Josey, S., Grist, J., Mecking, J., Moat, B., Schulz, E. (2023): Using zonal surface heat flux asymmetry to reveal new features of Southern Ocean air-sea interaction, XXVIII General Assembly of the International Union of Geodesy and Geophysics (IUGG) (Berlin 2023).
https://doi.org/10.57757/IUGG23-0690


Cite as: https://gfzpublic.gfz-potsdam.de/pubman/item/item_5016798
Abstract
>New results on Southern Ocean heat exchange and wind forcing are presented with a focus on zonal asymmetry between surface ocean heat gain in the Atlantic/Indian sector and heat loss in the Pacific sector. The asymmetry arises from an intersector variation in the humidity gradient between the sea surface and near surface atmosphere. This gradient increases by 60% in the Pacific sector enabling a 20 Wm-2 stronger latent heat loss compared to the Atlantic/Indian sector.

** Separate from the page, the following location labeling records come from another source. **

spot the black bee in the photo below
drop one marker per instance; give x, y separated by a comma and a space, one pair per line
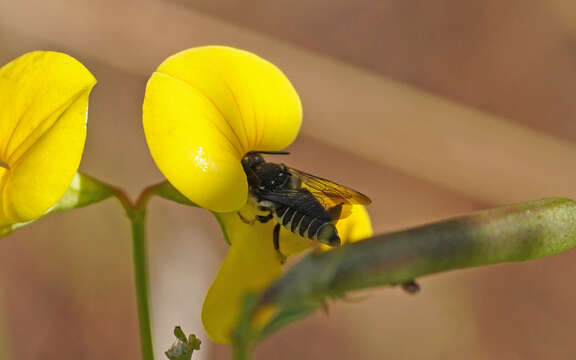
304, 204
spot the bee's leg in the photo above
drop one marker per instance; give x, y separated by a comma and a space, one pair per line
244, 220
411, 287
276, 240
335, 211
264, 218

A new zonal asymmetry metric is used for intercomparison of atmospheric reanalyses and CMIP6 climate simulations. CMIP6 has weaker Atlantic/Indian sector heat gain compared to the reanalyses primarily due to Indian Ocean sector differences. The potential for surface flux buoys to provide an observation-based counterpart to the asymmetry metric is explored. Over the past decade, flux buoys have been deployed at two sites (south of Tasmania and upstream of Drake Passage). The data record provided by these moorings is assessed and an argument developed for a third buoy to sample the Atlantic/Indian sector of the asymmetry metric. In addition, we assess evidence that the main westerly wind belt has strengthened and moved southward in recent decades using the ERA5 reanalysis. We find only marginal evidence of a southward broadening of the belt in the Atlantic /Indian sector and northward broadening in the Pacific sector and that the latitude of maximum wind speed remains essentially unchanged.